Em suas instruções para entender quadros famosos, contidas em seu famoso “Histórias de Cronópios e de Famas”, Julio Cortázar não chegou a debruçar-se sobre Merry Dinner Party With Court Jester (“Jantar Alegre Com Bobo da Corte”), até porque nem é assim tão conhecido, este óleo sobre tela do pintor inglês Edgar Bundy.

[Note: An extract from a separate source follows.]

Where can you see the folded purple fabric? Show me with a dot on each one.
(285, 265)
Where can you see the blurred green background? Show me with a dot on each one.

Tivesse atentado para Merry Dinner Party With Court Jester, talvez Cortázar o descrevesse mais ou menos assim:

Vestido de verde e amarelo, golas brancas içadas para acima das orelhas – dada a ausência de pescoço -, mãos irrequietas, Michel Temer está prestes a pronunciar algo como “atraiçoá-lo-ei”, mas não chega a dizê-lo, porque irá se retorcer de rir ao notar que um bufão imita outro baloiçando a peruca de Luiz Fux na ponta de um espadim de Caxias. Observa a cena, em postura descontraída, bem relaxado, um personagem inconfundível. O bigode denuncia que é Merval Pereira no alegre jantar. Poderia ser Roberto D’Ávila, mas o artista, em seu gênio, sabe que importa menos o nome do medalhão e mais o conjunto da mídia corporativa.

O bobo com o pires político nas mãos

Cortázar tampouco considerou examinar a gravura medieval “Um Rei à Mesa Com Sua Família, Com Serviçais e Um Bobo”.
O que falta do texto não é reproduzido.